Alzmann has launched a new venture called Wook Capital, an investment fund that’s supposed to focus on crowdsourced research and try to capture some of the magic of the 2021 drive. He’s largely steered clear of GameStop, though he did buy back in briefly in November 2021. He thought the company was going to launch an “impressive NFT/blockchain offering” but acknowledges some of the adrenaline rush from announcing the buy on Twitter factored in as well. At the time, he tweeted he would “HODL” the stock this time, meaning he was in it for the long haul: “holding on for dear life.” When I point out that he’s already sold the stock again, he replied simply, “Oh mania.”

I also caught up with a guy who goes by Sir Jack A Lot — he asked me not to reveal his name in order to protect his privacy and image — whose claim to fame is making millions of dollars by piling into single stocks, including GameStop. He, like Alzmann, is trying to parlay his meme stock fame into something bigger, a stock app called After Hour that is yet to launch and which he hopes will be the “spiritual successor” to Reddit’s WallStreetBets. He sees finance as pop culture, something that’s become “entertainment, like this daily reality TV show.”

He acknowledged that the financials of a business do matter at some point, though at what point, it’s unclear. He cited a Warren Buffett quote, which is actually a Benjamin Graham quote: “In the short run, the market is a voting machine, but in the long run, it is a weighing machine.” Put another way: Markets move based on which stocks are popular in the moment, but they do ultimately value underlying business fundamentals.

“To me, that means, yeah, in the short run, you can use things like celebrity worship and memes to have people vote and cause craziness,” he said. “But in the long run, then again, what is long? Is that one year? Is that 30 years? Is that 100 years? In the long run, the weighing machine does end up looking at the profits and revenue, but we’re impatient people in 2022.”

The short run is indeed messy, and Cohen and Aron are imperfect heroes for this era.

In March 2022, Cohen revealed a major stake in Bed Bath & Beyond. He sent a letter pushing for changes at the struggling retailer and eventually got three board seats. The maneuvers turned Bed Bath & Beyond into a new meme stock. Months later, Cohen cashed out, making $68 million in the process. The stock plunged, leaving in the lurch many eager investors who had followed the executive into the trade. In September, Bed Bath’s CFO died by suicide. He was facing a lawsuit, alongside Cohen, alleging they were involved in a pump-and-dump scheme around the stock. The company has said the claims are without merit; Bed Bath & Beyond did not respond to requests for comment for this story.

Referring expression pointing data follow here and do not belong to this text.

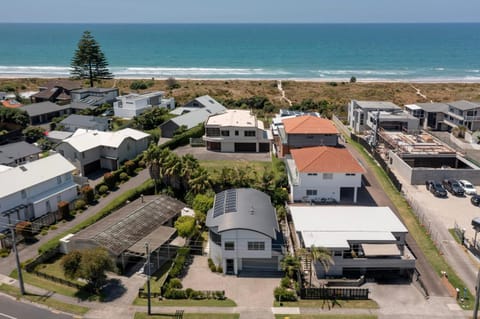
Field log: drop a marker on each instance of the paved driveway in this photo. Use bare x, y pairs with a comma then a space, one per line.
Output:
246, 292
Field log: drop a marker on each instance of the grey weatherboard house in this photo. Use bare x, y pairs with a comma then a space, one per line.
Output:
244, 236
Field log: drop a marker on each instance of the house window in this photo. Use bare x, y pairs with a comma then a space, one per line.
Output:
249, 133
256, 245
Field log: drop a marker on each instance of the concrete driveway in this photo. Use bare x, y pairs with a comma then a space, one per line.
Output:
202, 154
246, 292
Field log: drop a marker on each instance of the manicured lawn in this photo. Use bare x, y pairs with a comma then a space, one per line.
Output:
47, 301
186, 303
416, 230
143, 315
326, 316
360, 304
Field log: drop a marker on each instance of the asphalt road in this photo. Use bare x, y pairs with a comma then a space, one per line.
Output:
12, 309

“The whole thing about meme stocks, especially in relation to Bed, Bath & Beyond, is that they are a bubble that’s created by exuberance and excitement around a stock that is absolutely not backed by any of the business fundamentals,” said Neil Saunders, managing director and retail analyst at GlobalData Retail. “In a sense, it is just people playing games.”

It’s a reminder that retail investors aren’t always aware of what game is being played or how long everyone’s playing. “The golden boy left, sold all his stock,” Brown said. “What’s left is a failing retail business.”

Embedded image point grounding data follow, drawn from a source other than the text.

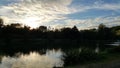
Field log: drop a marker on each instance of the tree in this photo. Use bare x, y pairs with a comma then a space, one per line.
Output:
1, 22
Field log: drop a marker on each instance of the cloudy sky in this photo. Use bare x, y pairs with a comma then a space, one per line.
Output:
61, 13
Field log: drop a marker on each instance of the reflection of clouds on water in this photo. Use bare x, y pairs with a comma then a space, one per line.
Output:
51, 59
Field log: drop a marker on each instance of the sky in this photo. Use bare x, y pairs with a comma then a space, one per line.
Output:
84, 14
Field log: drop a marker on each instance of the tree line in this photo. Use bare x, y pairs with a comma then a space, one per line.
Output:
17, 31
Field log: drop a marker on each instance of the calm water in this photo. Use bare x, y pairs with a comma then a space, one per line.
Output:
51, 59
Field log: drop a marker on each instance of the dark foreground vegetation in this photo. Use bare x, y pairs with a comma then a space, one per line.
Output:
79, 45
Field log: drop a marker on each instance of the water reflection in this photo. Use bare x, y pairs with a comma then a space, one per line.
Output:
51, 59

Cohen, who per his Wall Street Journal interview seeks to emulate the likes of Icahn and Warren Buffett, also told the publication that he does in fact support the retail crowd, even if his actions suggest he is ultimately out for himself. “I admire the individual investors, and institutional Wall Street mocks them,” he said. “Frankly, it makes me sick.”

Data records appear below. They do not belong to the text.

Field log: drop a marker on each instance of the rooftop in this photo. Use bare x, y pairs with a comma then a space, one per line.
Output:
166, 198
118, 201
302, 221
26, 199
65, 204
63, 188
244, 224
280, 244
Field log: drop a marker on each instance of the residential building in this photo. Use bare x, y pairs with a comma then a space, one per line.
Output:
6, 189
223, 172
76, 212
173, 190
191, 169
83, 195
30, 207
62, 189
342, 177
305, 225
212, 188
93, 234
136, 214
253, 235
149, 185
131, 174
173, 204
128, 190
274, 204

Aron has raised eyebrows with his sales of AMC shares, on which he’s made tens of millions of dollars between November 2021 and early 2022. In January, he said that was the end of the selling, on Twitter declaring, “I am in!” The sales took place at a price well above where AMC is currently trading.

Perhaps the meme stock craze — and the continued but diminished interest in the companies involved — is nothing more than the Tinkerbell effect. If enough people clap hard enough, believe hard enough, there’s value in that. But belief in a stock will only get you so far, whether you’re the investor or the company, whether you’re in it for the joke or not. Reality brings things down back to earth.